C’est fait : la Commission européenne a annoncé l’ouverture formelle, le 4 octobre, d’une enquête sur les subventions aux voitures électriques originaires de Chine. Elle fait suite à un engagement de sa présidente, Ursula Von der Leyen, pris lors de son discours sur l’état de l’Union le 13 septembre.
Dans le détail, ouverte formellement le 4 octobre, cette enquête antisubventions va porter sur les importations de véhicules électriques à batterie (VEB) en provenance de Chine.
« Elle déterminera tout d’abord si les chaînes de valeur des VEB produites en Chine bénéficient de subventions illégales et si ces subventions causent ou menacent de causer un préjudice économique aux constructeurs de l’UE » précise un communiqué de la Commission européenne. « Si c’était le cas, l’enquête examinera l’impact probable des mesures sur les importateurs, les utilisateurs et les consommateurs de véhicules électriques à batterie dans l’UE ».

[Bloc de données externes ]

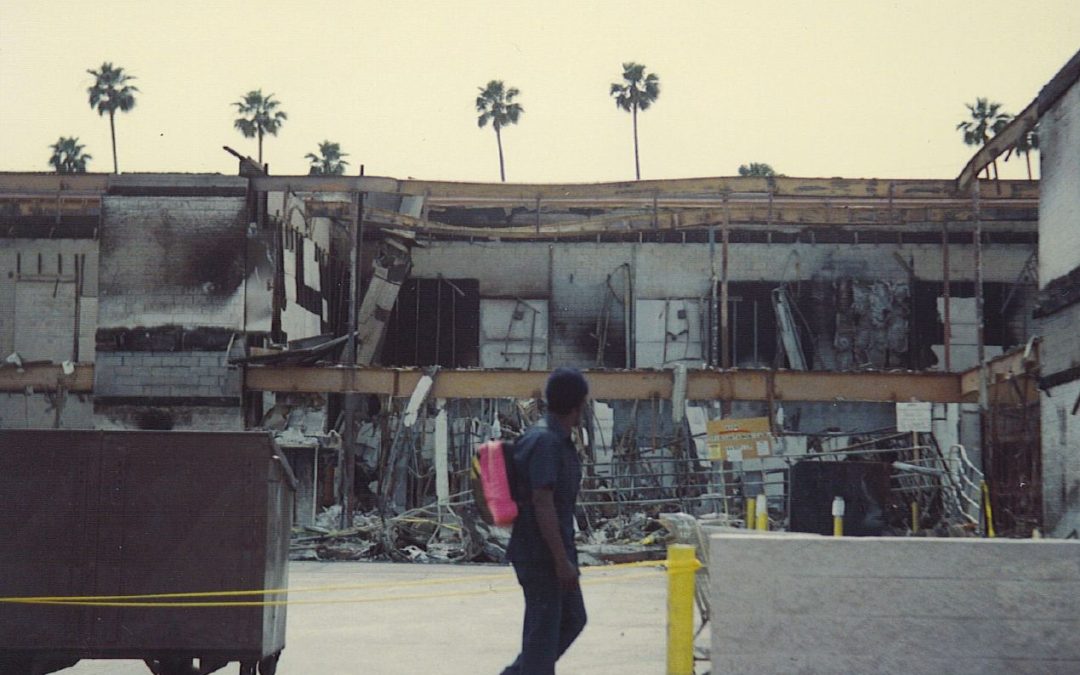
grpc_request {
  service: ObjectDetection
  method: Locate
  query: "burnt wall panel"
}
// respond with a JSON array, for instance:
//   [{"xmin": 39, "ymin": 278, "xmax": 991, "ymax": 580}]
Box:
[{"xmin": 99, "ymin": 195, "xmax": 247, "ymax": 328}]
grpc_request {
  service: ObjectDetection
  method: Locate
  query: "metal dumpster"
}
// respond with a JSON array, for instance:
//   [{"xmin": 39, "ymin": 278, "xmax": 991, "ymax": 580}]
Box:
[{"xmin": 0, "ymin": 430, "xmax": 296, "ymax": 675}]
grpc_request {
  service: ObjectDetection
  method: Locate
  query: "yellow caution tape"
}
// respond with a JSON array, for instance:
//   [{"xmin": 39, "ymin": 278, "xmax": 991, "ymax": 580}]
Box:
[
  {"xmin": 0, "ymin": 561, "xmax": 664, "ymax": 607},
  {"xmin": 0, "ymin": 572, "xmax": 652, "ymax": 608}
]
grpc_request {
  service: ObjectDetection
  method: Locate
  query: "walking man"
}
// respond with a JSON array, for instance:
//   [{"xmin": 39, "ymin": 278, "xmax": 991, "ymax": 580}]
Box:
[{"xmin": 502, "ymin": 368, "xmax": 589, "ymax": 675}]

Précisons que cette enquête sera menée sous la houlette du Chief Trade Enforcement Officer (CTEO), sorte de procureur commercial dont le poste avait été créé en 2020 au sein de la DG Trade (Direction générale du commerce) pour renforcer le contrôle de l’application des accords commerciaux, des mesures de défense commerciale ainsi que des sanctions de l’Union européenne (UE). Il est occupé par le Français Denis Redonnet, qui se voit ainsi confier probablement le dossier les plus sensible et délicat depuis sa nomination.
Car sur la base des conclusions de ses investigations, la Commission déterminera s’il est dans l’intérêt de l’UE de remédier aux effets des pratiques commerciales déloyales constatées en instituant des droits antisubventions sur les importations de véhicules électriques à batterie en provenance de Chine. Autrement dit, si l’enquête conclut à des pratiques déloyales aboutissant à une distorsion de concurrence, les véhicules électriques Made in China, qui supportent des droits de douane de l’ordre de 10 % actuellement, pourrait se voir appliquer des surtaxes douanières à l’importation dans l’UE.

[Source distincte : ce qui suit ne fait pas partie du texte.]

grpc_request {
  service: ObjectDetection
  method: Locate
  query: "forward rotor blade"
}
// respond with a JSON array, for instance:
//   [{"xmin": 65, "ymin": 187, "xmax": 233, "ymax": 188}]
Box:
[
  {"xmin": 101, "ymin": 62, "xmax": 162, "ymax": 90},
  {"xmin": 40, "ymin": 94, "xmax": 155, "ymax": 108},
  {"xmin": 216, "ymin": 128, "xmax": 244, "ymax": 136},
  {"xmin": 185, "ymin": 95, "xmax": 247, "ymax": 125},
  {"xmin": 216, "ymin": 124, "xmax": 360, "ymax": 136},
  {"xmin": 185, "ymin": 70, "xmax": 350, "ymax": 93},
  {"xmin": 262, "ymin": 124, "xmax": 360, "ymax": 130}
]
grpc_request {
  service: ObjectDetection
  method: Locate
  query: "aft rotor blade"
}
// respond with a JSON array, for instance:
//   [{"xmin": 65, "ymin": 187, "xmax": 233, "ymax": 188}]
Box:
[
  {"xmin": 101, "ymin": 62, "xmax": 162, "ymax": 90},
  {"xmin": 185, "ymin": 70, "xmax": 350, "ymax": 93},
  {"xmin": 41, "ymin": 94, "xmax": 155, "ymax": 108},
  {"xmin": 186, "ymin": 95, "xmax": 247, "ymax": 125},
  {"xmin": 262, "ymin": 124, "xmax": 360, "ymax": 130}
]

Dans son communiqué, la Commission précise que cette enquête « suivra des procédures juridiques strictes, conformes aux règles de l’UE et de l’OMC, permettant à toutes les parties concernées, y compris le gouvernement chinois et les entreprises/exportateurs, de présenter leurs observations, éléments de preuve et arguments. » Des précisions qui témoignent de la sensibilité du sujet eu égard au poids de la Chine dans les échanges de l’UE.
« Cette enquête sera approfondie, équitable et fondée sur des faits »
Le lancement de cette enquête intervient alors que le marché européen assiste à une déferlante de véhicules électriques chinois, dont les prix sont largement inférieurs à leurs compétiteurs européens. Sur les six premiers mois de 2023, la Chine a exporté 534 000 véhicules propres (hydrides et 100 % électriques) dans le monde, en hausse de 160 % en glissement annuel. A 70 %, ces véhicules ont été expédiés en Europe.
Commentaire d’Ursula von der Leyen : « les constructeurs automobiles de l’UE et les secteurs connexes investissent et innovent déjà pour exploiter pleinement ce potentiel. Chaque fois que nous constaterons que leurs efforts sont entravés par des distorsions du marché et une concurrence déloyale, nous agirons de manière décisive. Et nous le ferons dans le plein respect de nos obligations européennes et internationales – parce que l’Europe respecte les règles, à l’intérieur de ses frontières et au niveau mondial. Cette enquête sera approfondie, équitable et fondée sur des faits. »
Valdis Dombrovskis, vice-président exécutif et commissaire au Commerce, insiste lui aussi sur la question des faits et du respect de conditions de concurrence loyale : « la concurrence doit être loyale, souligne-t-il notamment. Les importations doivent être soumises aux mêmes règles de concurrence que celles qui régissent notre propre industrie. L’équité est également le mot d’ordre de cette enquête : nous consulterons toutes les parties concernées et respecterons rigoureusement les règles nationales et internationales. Nous espérons que toutes les parties concernées coopèreront pleinement. Le résultat de l’enquête sera fondé sur des faits. »
Des précautions oratoires qui montrent que les dirigeants européens veulent rester fermes tout en rejetant les accusations de protectionnisme. Rappelons que dès l’annonce du projet d’enquête par la présidente de la Commission, le ministère chinois du Commerce avait dénoncé un « acte purement protectionniste qui perturbera et faussera gravement l’industrie automobile mondiale et la chaîne d’approvisionnement, y compris dans l’UE, et qui aura un impact négatif sur les relations économiques et commerciales entre la Chine et l’UE.» La tâche s’annonce ardue pour le CTEO européen.